The Academic Minute for 2018.02.19-02.23

 

Academic Minute from 2.19 – 2.23

Monday, February 19th
Paolo Forni – University at Albany
From the Nose to the Brain
2008                                       Ph.D. Biochemistry/Cellular Biotechnology, University of Turin, Italy.

2006-2011                            Visiting Fellow, NINDS, NIH, Bethesda, MD, USA.

2011-2013                            Research Fellow, NINDS, NIH, Bethesda, MD, USA.

2014-Present                     Assistant Professor, University at Albany, SUNY, NY, USA.

Tuesday, February 20th
Charlene Senn – University of Windsor
One Critical Piece of the Puzzle for Preventing Campus Sexual Assault
I am a Professor in the Applied Social Psychology Graduate Program within the Department of Psychology. I am cross-appointed in Women’s and Gender Studies. My research centres on male violence against women with a focus on sexual violence and campus interventions.

Over more than 10 years, I developed and evaluated a sexual assault resistance education program (EAAA) for first year University women. The efficacy of this intervention was demonstrated recently in a CIHR-funded randomized controlled trial in which the one-year incidence of completed rape was reduced by almost 50% in women who took the intervention compared to those in the control group. The EAAA is now available to universities and colleges through the SARE Centre non-profit and a Train-the-Trainer model. See SARECentre.org for more detail.  I will be studying the effectiveness of the EAAA program as it is implemented on campuses across North America.

I am also the co-founder of (and researcher for) the UWindsor Bystander Initiative which embeds bystander-focused sexual assault prevention and training into the academic curriculum.

I teach courses in the psychology of women, male violence against women, and applied social psychology.

Wednesday, February 21st
Sidsel Arnspang Pedersen – University of Southern Denmark
Hydrochlorothiazide Use and Risk of Non-Melanoma Skin Cancer
I am a medical doctor, and at the moment writing a PhD thesis, dealing with the drug hydrochlorothiazide and increased risk of skin cancer.

I have a special interest in photosensitizing drugs and their association to skin cancer.

I work at University of Southern Denmark, at Department of Clinical Research associated to the pharmacoepidemiological group at Department of Neurology and Clinical Pharmacology and Pharmacy, Odense University Hospital in Denmark.

Thursday, February 22nd
Michal Stachowiak – University at Buffalo
Schizophrenia and Early Brain Development
Michal Stachowiak, PhD, is a professor in the Department of Pathology and Anatomical Sciences in the Jacobs School of Medicine and Biomedical Sciences at the University at Buffalo. He is currently serving as a Fulbright Distinguished Professor and Chair of Medical Sciences at the Polish Academy of Sciences and the Medical University of Gdansk.

Stachowiak is interested in understanding neural development as it relates to developmental and aging-related diseases and their effects on brain function and behavior.

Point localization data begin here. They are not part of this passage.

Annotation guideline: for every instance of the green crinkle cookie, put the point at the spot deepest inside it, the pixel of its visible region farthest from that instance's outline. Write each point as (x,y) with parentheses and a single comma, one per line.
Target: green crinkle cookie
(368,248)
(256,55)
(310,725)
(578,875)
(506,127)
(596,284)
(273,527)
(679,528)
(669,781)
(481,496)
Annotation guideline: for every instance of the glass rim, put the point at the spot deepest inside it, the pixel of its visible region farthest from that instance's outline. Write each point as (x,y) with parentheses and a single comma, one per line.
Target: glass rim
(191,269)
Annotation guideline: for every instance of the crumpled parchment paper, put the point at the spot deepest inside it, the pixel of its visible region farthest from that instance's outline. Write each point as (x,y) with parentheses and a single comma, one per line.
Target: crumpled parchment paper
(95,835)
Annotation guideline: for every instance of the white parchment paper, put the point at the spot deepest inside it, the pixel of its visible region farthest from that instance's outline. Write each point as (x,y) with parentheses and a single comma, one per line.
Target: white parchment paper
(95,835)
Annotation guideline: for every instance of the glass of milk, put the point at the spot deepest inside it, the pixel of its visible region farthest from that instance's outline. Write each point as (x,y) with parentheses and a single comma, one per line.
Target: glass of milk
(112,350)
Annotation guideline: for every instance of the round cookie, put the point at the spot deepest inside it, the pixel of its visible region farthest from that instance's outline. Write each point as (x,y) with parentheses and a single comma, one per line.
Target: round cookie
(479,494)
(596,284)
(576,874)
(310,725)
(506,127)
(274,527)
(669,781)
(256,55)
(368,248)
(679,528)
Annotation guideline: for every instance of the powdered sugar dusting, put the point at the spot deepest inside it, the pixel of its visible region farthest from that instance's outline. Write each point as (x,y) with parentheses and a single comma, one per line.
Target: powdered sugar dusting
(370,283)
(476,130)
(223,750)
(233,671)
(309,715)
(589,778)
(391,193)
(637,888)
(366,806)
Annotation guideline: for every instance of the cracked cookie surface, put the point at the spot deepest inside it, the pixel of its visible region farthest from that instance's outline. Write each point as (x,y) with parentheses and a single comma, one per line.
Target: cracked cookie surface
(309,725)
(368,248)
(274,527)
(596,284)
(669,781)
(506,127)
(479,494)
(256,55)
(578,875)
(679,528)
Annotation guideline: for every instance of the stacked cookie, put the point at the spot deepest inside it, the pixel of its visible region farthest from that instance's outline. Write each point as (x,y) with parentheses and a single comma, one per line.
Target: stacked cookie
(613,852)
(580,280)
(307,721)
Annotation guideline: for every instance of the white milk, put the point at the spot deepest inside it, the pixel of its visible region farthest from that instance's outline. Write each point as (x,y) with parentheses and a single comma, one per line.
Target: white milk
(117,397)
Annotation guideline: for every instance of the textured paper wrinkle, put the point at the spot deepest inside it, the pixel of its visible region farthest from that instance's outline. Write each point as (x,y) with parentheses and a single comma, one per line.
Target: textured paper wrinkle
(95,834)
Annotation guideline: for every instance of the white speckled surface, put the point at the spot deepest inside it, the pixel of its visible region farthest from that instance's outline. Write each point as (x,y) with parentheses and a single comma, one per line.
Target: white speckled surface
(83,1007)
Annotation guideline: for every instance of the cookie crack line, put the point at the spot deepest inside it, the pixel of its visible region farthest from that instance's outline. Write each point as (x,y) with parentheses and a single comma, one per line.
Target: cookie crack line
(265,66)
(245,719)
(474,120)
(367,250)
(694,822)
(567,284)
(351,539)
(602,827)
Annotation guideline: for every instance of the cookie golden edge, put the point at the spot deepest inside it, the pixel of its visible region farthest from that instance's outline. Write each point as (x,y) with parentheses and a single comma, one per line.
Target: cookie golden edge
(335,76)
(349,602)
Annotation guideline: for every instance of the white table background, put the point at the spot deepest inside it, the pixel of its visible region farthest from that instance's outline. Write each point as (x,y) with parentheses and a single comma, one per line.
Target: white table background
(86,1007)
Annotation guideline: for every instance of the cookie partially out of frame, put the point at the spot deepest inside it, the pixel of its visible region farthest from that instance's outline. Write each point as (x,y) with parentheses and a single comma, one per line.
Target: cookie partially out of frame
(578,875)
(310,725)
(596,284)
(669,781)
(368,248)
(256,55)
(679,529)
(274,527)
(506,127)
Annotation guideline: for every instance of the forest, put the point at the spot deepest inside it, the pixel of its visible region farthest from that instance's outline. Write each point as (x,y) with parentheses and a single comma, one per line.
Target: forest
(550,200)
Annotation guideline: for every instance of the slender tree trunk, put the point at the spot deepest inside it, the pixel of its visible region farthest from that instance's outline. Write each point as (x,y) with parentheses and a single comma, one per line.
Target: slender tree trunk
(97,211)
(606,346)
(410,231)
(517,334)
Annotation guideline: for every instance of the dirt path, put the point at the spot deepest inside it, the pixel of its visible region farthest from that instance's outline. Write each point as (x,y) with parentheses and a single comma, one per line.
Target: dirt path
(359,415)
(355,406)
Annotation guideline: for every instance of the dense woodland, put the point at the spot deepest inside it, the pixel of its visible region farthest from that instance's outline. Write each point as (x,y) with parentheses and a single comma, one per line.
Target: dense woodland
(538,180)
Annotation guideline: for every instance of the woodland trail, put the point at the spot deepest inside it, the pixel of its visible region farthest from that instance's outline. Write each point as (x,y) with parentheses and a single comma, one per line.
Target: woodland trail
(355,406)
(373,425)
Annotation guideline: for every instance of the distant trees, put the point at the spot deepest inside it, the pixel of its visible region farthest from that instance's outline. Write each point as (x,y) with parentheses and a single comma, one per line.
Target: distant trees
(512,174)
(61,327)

Among the achievements of his lab are the development of a new transgenic mouse model of schizophrenia and models of Parkinsons’ Disease and Huntington disease. With other colleagues at UB, he is also exploring how to deliver gene therapy to the brain using nanoparticles. He teaches neuroscience and developmental neuroscience and he helped to develop a graduate neuroscience program at UB.

Friday, February 23rd
Samuel Sober – Emory University
Learning From Mistakes
I attended Wesleyan University, where I received a BA in Neuroscience & Behavior.

I did my doctoral research as an NSF Graduate Research Fellow with Philip N.  Sabes at UCSF and was a Helen Hay Whitney Postdoctoral Fellow in the laboratory of Michael Brainard, also at UCSF.

I am presently an Assistant Professor in the Biology Department at Emory University in Atlanta, Georgia.

I am a member of Emory’s Neuroscience Graduate Program and the joint Emory/Georgia Tech Program in Biomedical Engineering.